Once the ice cream magnate was brought up to speed, he agreed to Imus. Sort of.

"He better be fucking funny. He's no fucking Bob Hope."

And no Paul Winchell either, TC.

As the date of the dinner approached, the silence from 66WNBC was deafening. My sales guy was always conveniently on a client call. Finally, he responded. With a little schmooze.

"We're still on, kid. Here's Don's number. Call him with the details."

Me? I just graduated from college. Yes, at my Fordham radio station, I had interviewed a host of celebrities. But, for some nagging reason, I was not yet up to the task of calling Don Imus on the phone. Something about him scared me. It took a day or so to suck it up and hit the touchtones. My voice probably cracked like a 12-year-old as the party on the other end picked up.

"Er....Mr. Imus?" Gulp.

"Yeah, what?"

I quickly explained who I was and why I was calling. I offered directions to the Carvel Inn. I don't think Imus was writing them down.

"Fucking Yonkers? I ain't driving up to no fucking Yonkers to sit with some pansy ass mother fucking ice cream cone licking dicks."

Having a bad day, Don? I immediately went into defense mode. My rule of thumb has always been that, if somebody uses more than three instances of profanity in one sentence, I need to back off the lunatic pronto. Actually, I didn't have to back off far. Mr. Imus did it for me.

Click. Bizzzzzzzzzzzzzz.

Naturally, the sales guy offered apologies and tried to intervene. But, something told me that he had been down this road before. We were forced to go into recovery mode and luckily my boss called him an old favor. From Larry Kenney, the then host of TV's Bowling for Dollars. A true comic legend who lulled people to sleep all over dinner tables situated around the Carvel Inn ballroom. Tom Carvel didn't even notice.

"I told you that guy was no fucking Bob Hope."

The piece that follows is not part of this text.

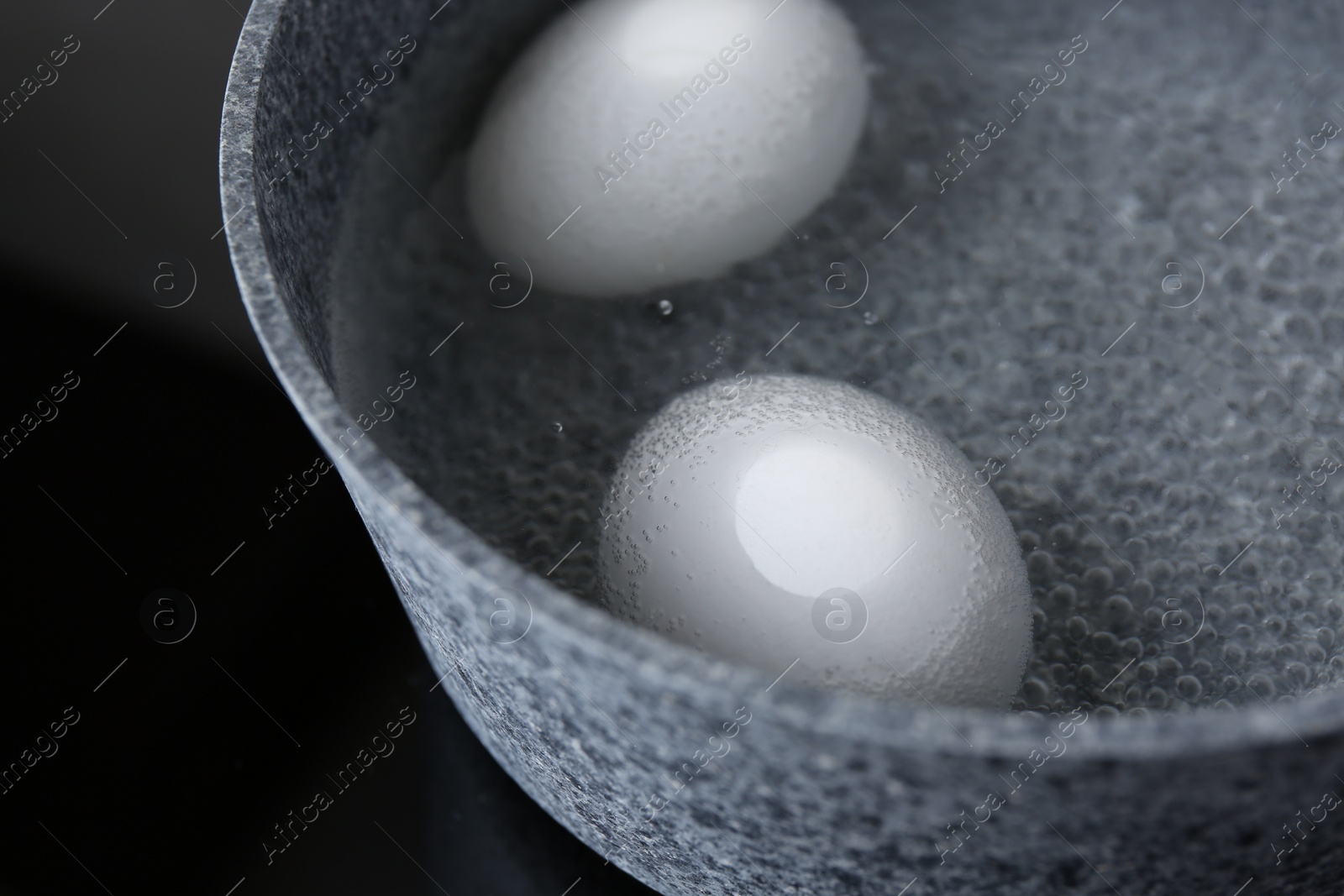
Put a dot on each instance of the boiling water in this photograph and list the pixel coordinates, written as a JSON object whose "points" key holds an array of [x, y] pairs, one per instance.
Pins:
{"points": [[1135, 241]]}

Years later, I wound up in another radio concern that had sales people dealing directly with their newest national radio personality, Don Imus. He promised advertisers that he would appear and then tell them to get lost at the last minute. One sales person told me that, when Imus did show up at a client event, he was equally as gracious.

"Your product fucking sucks and your CEO is a cock sucking dick."

The concept of the latter is redundant in itself. But, nevertheless, time had obviously not mellowed Don Imus.

Oddly enough, when Imus got in trouble with those nasty remarks about the Black women's basketball team, I felt sorry for him. He truly got railroaded. But, at the same time, I was not surprised. From previous experience, I already knew how that mouth worked.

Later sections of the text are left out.